Standard Deviation = Square root of Variance
= Square root of 15.0111
≈ 3.872

Therefore, the variance of the given sample is approximately 15.0111 and the standard deviation is approximately 3.872.

To find the variance and standard deviation of a sample, you can follow these steps:

1. Calculate the mean (average) of the sample.
- Add up all the values in the sample: 0 + (-5) + (-3) + 6 + 4 + (-4) + 1 + (-5) + 0 + 3 = -3.
- Divide the sum by the number of values in the sample: -3 ÷ 10 = -0.3.
- The mean of the sample is -0.3.

2. Calculate the differences between each value and the mean.
- Subtract the mean from each value in the sample:
0 - (-0.3) = 0.3
-5 - (-0.3) = -4.7
-3 - (-0.3) = -2.7
6 - (-0.3) = 6.3
4 - (-0.3) = 4.3
-4 - (-0.3) = -3.7
1 - (-0.3) = 1.3
-5 - (-0.3) = -4.7
0 - (-0.3) = 0.3
3 - (-0.3) = 3.3

3. Square the differences obtained in step 2.
- Square each difference:
(0.3)^2 = 0.09
(-4.7)^2 = 22.09
(-2.7)^2 = 7.29
(6.3)^2 = 39.69
(4.3)^2 = 18.49
(-3.7)^2 = 13.69
(1.3)^2 = 1.69
(-4.7)^2 = 22.09
(0.3)^2 = 0.09
(3.3)^2 = 10.89

4. Calculate the mean of the squared differences obtained in step 3.
- Add up all the squared differences: 0.09 + 22.09 + 7.29 + 39.69 + 18.49 + 13.69 + 1.69 + 22.09 + 0.09 + 10.89 = 136.89.
- Divide the sum by the number of values in the sample (which is the same as the number of squared differences): 136.89 ÷ 10 = 13.689.
- The mean of the squared differences is 13.689.

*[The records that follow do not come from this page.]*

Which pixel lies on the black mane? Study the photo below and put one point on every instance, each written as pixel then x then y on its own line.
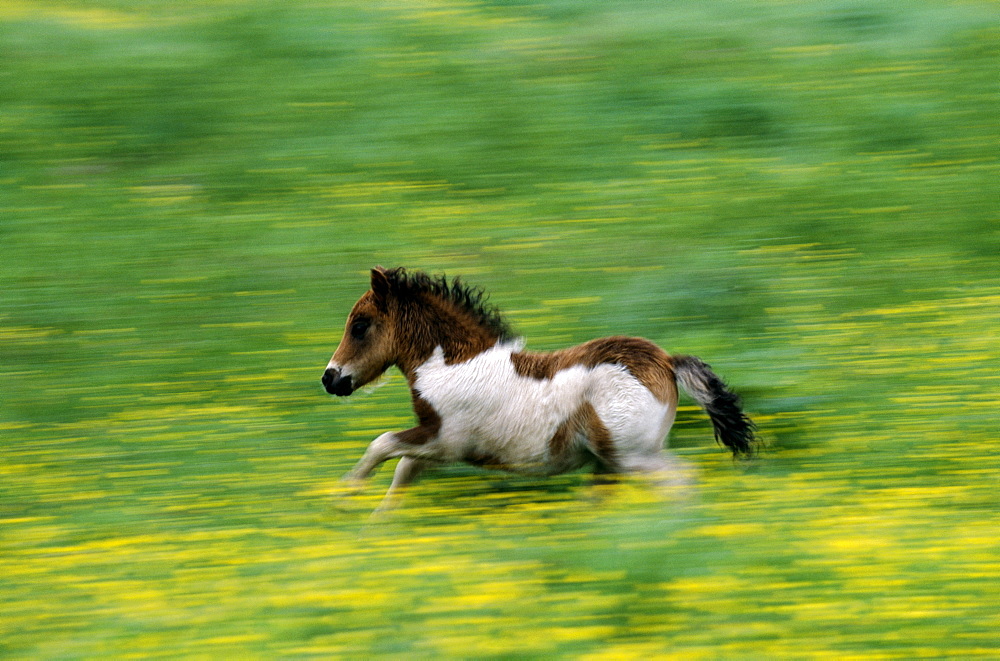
pixel 472 300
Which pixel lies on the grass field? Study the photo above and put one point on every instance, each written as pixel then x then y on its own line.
pixel 803 194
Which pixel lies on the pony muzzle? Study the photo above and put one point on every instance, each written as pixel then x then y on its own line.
pixel 337 383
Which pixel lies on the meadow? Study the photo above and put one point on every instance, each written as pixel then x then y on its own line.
pixel 803 194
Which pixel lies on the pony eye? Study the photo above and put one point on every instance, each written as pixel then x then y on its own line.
pixel 359 328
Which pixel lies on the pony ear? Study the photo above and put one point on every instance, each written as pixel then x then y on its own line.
pixel 380 284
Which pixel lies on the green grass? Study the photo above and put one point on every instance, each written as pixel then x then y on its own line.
pixel 803 194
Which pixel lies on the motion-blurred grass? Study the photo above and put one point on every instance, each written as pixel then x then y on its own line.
pixel 805 194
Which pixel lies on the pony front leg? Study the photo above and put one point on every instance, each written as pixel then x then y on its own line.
pixel 407 470
pixel 395 444
pixel 381 449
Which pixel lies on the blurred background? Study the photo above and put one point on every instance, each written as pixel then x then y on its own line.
pixel 803 194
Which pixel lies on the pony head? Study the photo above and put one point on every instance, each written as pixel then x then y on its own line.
pixel 369 345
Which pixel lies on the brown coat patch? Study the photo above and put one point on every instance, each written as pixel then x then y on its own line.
pixel 584 422
pixel 644 360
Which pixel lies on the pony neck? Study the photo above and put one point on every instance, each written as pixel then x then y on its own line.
pixel 424 326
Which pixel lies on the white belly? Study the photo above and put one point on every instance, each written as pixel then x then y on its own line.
pixel 487 409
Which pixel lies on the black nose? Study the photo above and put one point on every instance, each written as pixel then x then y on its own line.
pixel 337 384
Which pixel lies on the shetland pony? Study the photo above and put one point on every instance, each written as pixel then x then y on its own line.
pixel 480 398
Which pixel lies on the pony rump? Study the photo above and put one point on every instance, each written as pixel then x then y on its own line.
pixel 732 427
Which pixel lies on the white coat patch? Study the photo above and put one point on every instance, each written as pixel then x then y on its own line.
pixel 487 407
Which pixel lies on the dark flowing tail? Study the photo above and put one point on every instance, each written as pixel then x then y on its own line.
pixel 732 427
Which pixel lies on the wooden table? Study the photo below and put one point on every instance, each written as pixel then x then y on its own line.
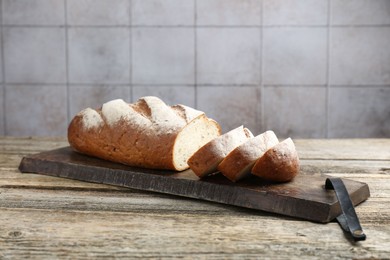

5. Calculate the variance.
- The variance is the mean of the squared differences: 13.689.

6. Calculate the standard deviation.
- The standard deviation is the square root of the variance: √13.689 ≈ 4.23.

Therefore, the variance of the sample is 13.689 and the standard deviation is approximately 4.23.